In Alibaba Group’s Fiscal Year 2020 Annual Report, the e-commerce giant revealed that in the past 12 months, the number of annual active users (AAUs) serviced by Ant Group was approximately 1.3bn, while its 2020 IPO filing boasted of over 80m active merchants on the Alipay.

However, Ant Group’s business is still overwhelmingly dominated by mainland China, which in 2019 accounted for over 95 percent of its RMB120bn revenue and value of payments.

Ant Group back on the acquisitions offensive

The acquisition of 2C2P could be an important sign of the Ant Group’s expansive intentions following a tricky few years, including the well-documented aborted IPO in October 2020.

The company’s international expansion plans were dealt a significant blow by its failure to list.

In its IPO filing, Ant Group wrote that 40 percent of the funds raised by the IPO would go towards expanding “cross-border payment and merchant services initiatives” and “developing more digital services for consumers, merchants and partners beyond China”.

Expected to raise $34.5bn, the IPO would have been the largest in history, fetching the company a valuation of $313bn.

But on the eve of the IPO the move was blocked, allegedly due to a personal intervention by Chinese President Xi Xingping.

According to Chinese officials quoted by the Wall Street Journal, President Xi’s decision was a form of payback for the public statements of Jack Ma, Ant Group’s largest individual shareholder, who had criticised Chinese banks and regulators for what he saw as limiting fintech innovation.

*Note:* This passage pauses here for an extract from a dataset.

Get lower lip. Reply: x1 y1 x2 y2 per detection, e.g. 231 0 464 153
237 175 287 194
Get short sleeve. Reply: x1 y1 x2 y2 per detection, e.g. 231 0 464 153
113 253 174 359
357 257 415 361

One week before the IPO, Ma had accused China’s state-owned banks of operating with a “pawn shop” mentality, for only providing loans to borrowers who could post collateral.

In response, state regulators started compiling reports on how Ant Group had used digital financial products such as Huabei, a virtual credit card service, to encourage poor and young people to build up debt, according to officials quoted by Reuters.

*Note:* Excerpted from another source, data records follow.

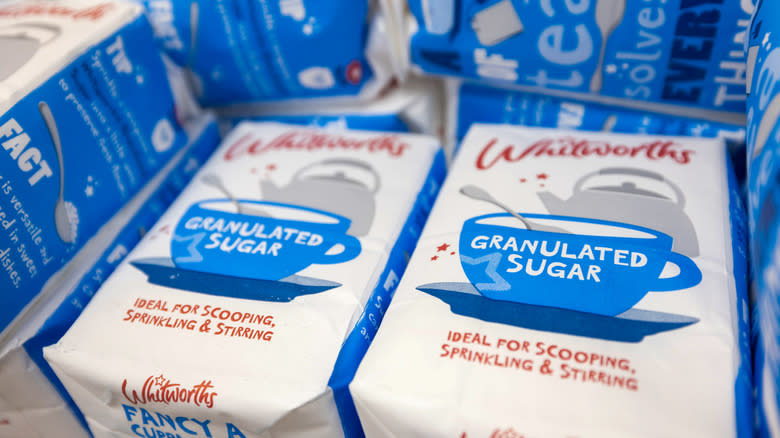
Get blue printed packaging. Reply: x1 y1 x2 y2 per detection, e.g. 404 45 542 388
747 0 780 437
139 0 400 106
0 114 219 438
44 122 444 438
350 124 752 438
408 0 753 120
0 1 192 360
217 77 444 142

Following the ditched IPO, Ma was nnot seen in public for over three months, leading to suspicions that he was either under house arrest or had been detained by the Chinese Communist Party (CCP).

In any case, the message to Ant Group was clear: cross China’s regulators at your peril, keep your innovation within bounds, and in the meantime, perhaps stay out of trouble in the Middle Kingdom for a while.